The physical track layout is fairly minimal; various twists and turns are navigated close to the room's floor, and the attraction's second launch is located halfway through the layout to keep the train moving. At the end of the layout, the train is slowed by a brake run and utilizes a switch track to re-enter the station from the same way that it left it. As a direct result of this, the train will be facing the opposite direction that it had been facing when leaving the station beforehand.
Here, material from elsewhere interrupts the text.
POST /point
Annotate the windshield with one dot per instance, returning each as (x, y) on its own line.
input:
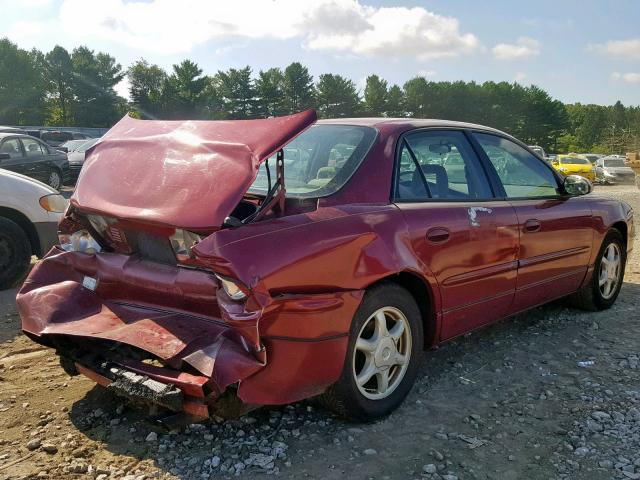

Once the ride is able to begin, the station room is darkened and the doors are closed, allowing for the walls on either side of the train to be used as projection screens. A cartoon bomb is shown bouncing along the walls, and when it detonates, riders are launched into the layout. The first lap is navigated forwards and entirely in the dark. As a result of the switch track, the train enters the station facing the opposite direction. The bomb reappears on the walls, albeit noticeably stronger than before. When it does detonate, riders are launched backwards into the ride layout, although this time colorful decorations are lit throughout the room and J-pop music is played. Mirrors on multiple sides of the room are also aligned to create an infinity mirror setup. Once the train returns to the station platform, now facing forwards, riders are thanked on the projection screens, and disembark the train. One full cycle of the ride lasts approximately 2 minutes.

===Statistics===
Panic Coaster stands 13.5 ft tall, has a physical track length of 767.7 ft, and reaches a top speed of 18.6 mi/h. The coaster train is propelled by a pair of flywheel launches, with one located in the station and the other situated midway through the layout. During a full ride, the train passes through each of these twice, enabling riders to experience a total of four launches. Panic Coaster is also only able to operate with a single train at a time, which has eight single-row cars that seat a pair of riders for a total occupancy of 16 passengers. The coaster hardware was designed and manufactured by Gerstlauer.